Wohnen & Bauen
Bedeutendes Baudenkmal

Kanton Zug zahlt fast eine Million ans Postgebäude

Das Gerüst ist weg: So sieht die Hauptpost Zug jetzt aus. (Bild: Schweizerische Post)

Seit die Hauptpost Zug 2015 geschlossen wurde, fristete das einst repräsentative Gebäude ein Schattendasein. Jetzt ist klar: Der Kanton Zug übernimmt 10 Prozent der Kosten für die Sanierung des Baudenkmals.

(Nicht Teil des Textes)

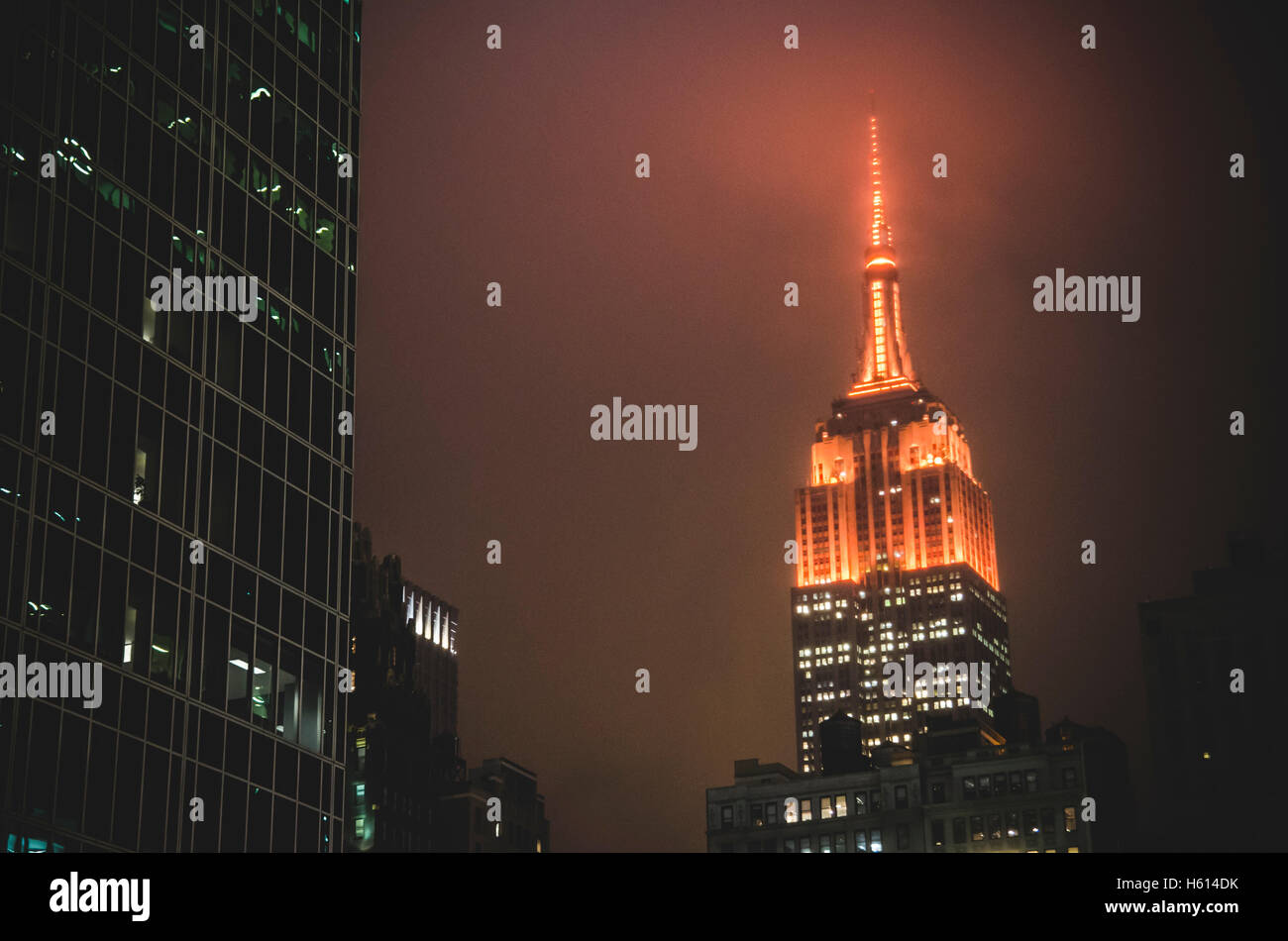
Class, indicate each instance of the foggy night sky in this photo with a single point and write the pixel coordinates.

Die einstige Grandezza des Postplatzes Zug und der Hauptpost war jahrelang nur noch auf Fotos zu bestaunen. Eine Schande. Denn das ehemalige Post- und Telegrafengebäude am Zuger Postplatz ist ein geschütztes Baudenkmal von regionaler Bedeutung.

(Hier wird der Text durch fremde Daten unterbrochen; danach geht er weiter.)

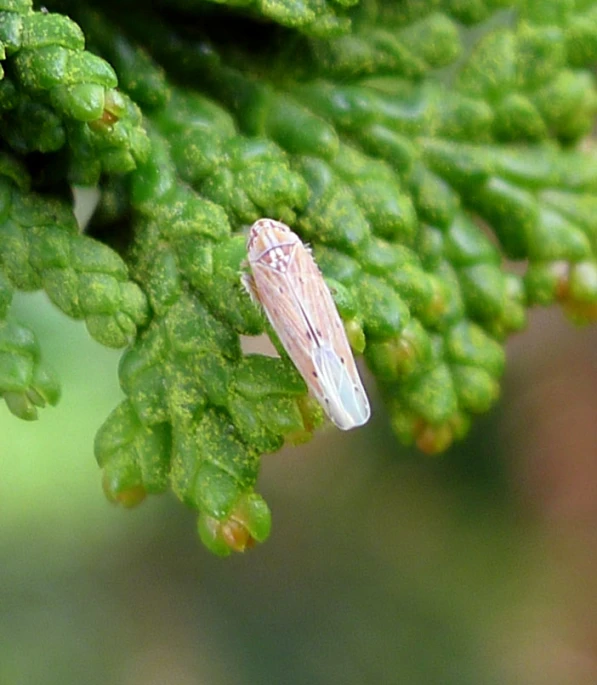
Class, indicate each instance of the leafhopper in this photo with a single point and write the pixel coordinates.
(287, 283)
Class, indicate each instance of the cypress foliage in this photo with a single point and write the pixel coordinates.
(421, 148)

Immerhin: Die monumentale Baute ist inzwischen saniert. Der Regierungsrat unterstützt die denkmalpflegerelevanten Sanierungs- und Restaurierungsarbeiten an diesem prominenten und repräsentativen Bauwerk mit einem kantonalen Beitrag in der Höhe von voraussichtlich rund 870'000 Franken. Dies schreibt er in einer Medienmitteilung.

In den Umbau hat die Post rund neun Millionen Franken investiert (zentralplus berichtete). Anfangs 2021 starteten die Arbeiten zum Mieterausbau in den Innenräumen. Im Sommer eröffnete das traditionsreiche Familienunternehmen Bindella im Erdgeschoss ein Restaurant nach ihrem Konzept «Più» (zentralplus berichtete).

Das viergeschossige Gebäude im Stil der italienischen Renaissance wurde 1899 bis 1902 nach einem Entwurf von Heinrich von Segesser und unter der Leitung des Architekten Theodor Gohl durch Johann Landis erbaut.